How to optimize paging for large in memory database
Asked Answered
E

6

7

I have an application where the entire database is implemented in memory using a stl-map for each table in the database.

Each item in the stl-map is a complex object with references to other items in the other stl-maps.

The application works with a large amount of data, so it uses more than 500 MByte RAM. Clients are able to contact the application and get a filtered version of the entire database. This is done by running through the entire database, and finding items relevant for the client.

When the application have been running for an hour or so, then Windows 2003 SP2 starts to page out parts of the RAM for the application (Eventhough there is 16 GByte RAM on the machine).

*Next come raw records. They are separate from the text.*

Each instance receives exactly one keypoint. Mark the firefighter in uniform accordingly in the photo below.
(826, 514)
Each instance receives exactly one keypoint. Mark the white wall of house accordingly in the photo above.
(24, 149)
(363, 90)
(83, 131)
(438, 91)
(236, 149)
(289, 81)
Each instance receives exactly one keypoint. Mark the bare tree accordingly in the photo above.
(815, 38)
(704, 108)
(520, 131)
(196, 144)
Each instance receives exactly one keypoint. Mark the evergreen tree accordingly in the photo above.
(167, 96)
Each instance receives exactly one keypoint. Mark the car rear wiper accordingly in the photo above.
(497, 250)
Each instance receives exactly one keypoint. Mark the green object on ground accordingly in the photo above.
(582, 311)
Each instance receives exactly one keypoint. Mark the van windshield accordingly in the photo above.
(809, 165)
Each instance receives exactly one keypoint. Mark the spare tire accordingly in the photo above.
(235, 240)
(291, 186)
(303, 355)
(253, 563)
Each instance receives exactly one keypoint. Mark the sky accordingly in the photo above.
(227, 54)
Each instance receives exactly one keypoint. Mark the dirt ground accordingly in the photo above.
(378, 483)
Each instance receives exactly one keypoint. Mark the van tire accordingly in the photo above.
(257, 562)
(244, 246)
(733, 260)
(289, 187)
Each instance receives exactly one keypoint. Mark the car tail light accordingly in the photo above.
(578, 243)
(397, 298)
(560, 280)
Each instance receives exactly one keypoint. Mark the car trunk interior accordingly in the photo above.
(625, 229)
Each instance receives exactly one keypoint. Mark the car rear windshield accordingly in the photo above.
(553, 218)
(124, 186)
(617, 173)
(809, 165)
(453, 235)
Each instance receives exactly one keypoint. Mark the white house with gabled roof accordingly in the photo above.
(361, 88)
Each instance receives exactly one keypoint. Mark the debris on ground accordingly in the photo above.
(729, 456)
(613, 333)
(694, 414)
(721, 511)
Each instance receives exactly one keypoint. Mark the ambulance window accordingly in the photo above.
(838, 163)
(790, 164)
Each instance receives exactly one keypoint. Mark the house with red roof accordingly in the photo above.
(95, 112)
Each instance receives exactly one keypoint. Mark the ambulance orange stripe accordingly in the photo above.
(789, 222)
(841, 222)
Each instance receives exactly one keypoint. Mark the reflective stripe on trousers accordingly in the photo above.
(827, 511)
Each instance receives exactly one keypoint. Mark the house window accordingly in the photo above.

After the application have been partly paged out then a client logon takes a long time (10 mins) because it now generates a page fault for each pointer lookup in the stl-map. If running the client logon a second time right after then it is fast (few secs) because all the memory is now back in RAM.

I can see it is possible to tell Windows to lock memory in RAM, but this is generally only recommended for device drivers, and only for "small" amounts of memory.

I guess a poor mans solution could be to loop through the entire memory database, and thus tell Windows we are still interested in keeping the datamodel in RAM.

I guess another poor mans solution could be to disable the pagefile completely on Windows.

I guess the expensive solution would be a SQL database, and then rewrite the entire application to use a database layer. Then hopefully the database system will have implemented means to for fast access.

Are there other more elegant solutions ?

Espadrille answered 7/6, 2010 at 13:36 Comment(5)
The application runs as Windows service, but still have a console window (Uses AllocConsole). Wonder if Windows reacts to this console window being minimized, and then decides to trim the working set.Espadrille
Also noticed that many working buffers was allocated using new or malloc but without using a uniform chunk size (This is an old application). By adjusting the allocation size to be dividable by 1024, then it halved the virtual bytes for the application.Espadrille
Have now used ProcDump to register stack traces when it was very busy. It revealed that it spent a lot of time on many large new/malloc operations. Have now implemented better buffer reuse, but I'm still puzzled why the first client logon takes time, and second time it is fast.Espadrille
Greetings, did you ever solve the unnecessary paging problem? And If yes, how?Disarrange
@Disarrange The problem became very small when changing code, so instead of each operation performed its own memory allocations and then freed the memory again. Then it was changed into a single memory allocation that was reused by all operations. By optimizing the memory requests of our program, then we were not hit by the Windows memory manager.Espadrille
R
5

This sounds like either a memory leak, or a serious fragmentation problem. It seems to me that the first step would be to figure out what's causing 500 Mb of data to use up 16 Gb of RAM and still want more.

Edit: Windows has a working set trimmer that actively attempts to page out idle data. The basic idea is that it goes through and marks pages as being available, but leaves the data in them (and the virtual memory manager knows what data is in them). If, however, you attempt to access that memory before it's allocated to other purposes, it'll be marked as being in use again, which will normally prevent it from being paged out.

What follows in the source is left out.